En temps de crise, le secteur culturel paie malheureusement – plus que les autres ? – son écot. Pour le Val d’Oise, le tribut a été particulièrement lourd, avec la révision du grand projet d’installation des réserves des musées parisiens au début du quinquennat Hollande. Pour la ministre de l’époque, le projet « répondait au souci de protéger les réserves du Louvre, objectif auquel s’était greffé un projet beaucoup plus coûteux et plus long à mettre en place, porté par les élus, de centre de recherche et d’exposition ouvert au public ». Le gouvernement allait « répondre à l’urgence patrimoniale, mais l’idée d’un grand centre n’était pas financée et ne pourra pas l’être aujourd’hui », affirmait la ministre. Mais derrière la question des moyens, c’est toute une approche intégrée, avec de multiples strates et implications, qui disparaissait. Le Centre était de ces projets qui auraient pu rapprocher les élites culturelles des territoires péri-urbains dans un sens profond et durable, à travers la formation notamment.

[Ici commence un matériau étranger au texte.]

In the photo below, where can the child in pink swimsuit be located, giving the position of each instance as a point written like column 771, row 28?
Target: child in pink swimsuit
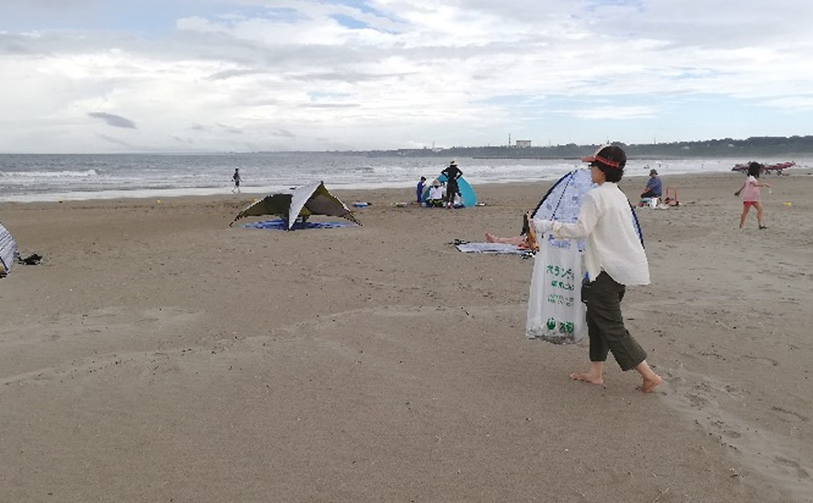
column 750, row 194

C’est ce genre de grand projet qui, en essaimant sur des terrains à repérer, peut redonner un sens nouveau à la décentralisation. En lien avec une réflexion plus fondamentale sur la formation des élites administratives (par une grande école des services publics, incluant les conservateurs, les énarques, les administrateurs territoriaux, les directeurs d’hôpitaux, dans une approche transversale et avec un lien mieux pensé avec les territoires, pour une interpénétration plus forte à terme… ?), ils seraient une façon de penser « out of the box » sans détricoter les savoirs-faire locaux et sans priver de moyens des institutions qui sont aussi, à juste titre, des marqueurs nationaux.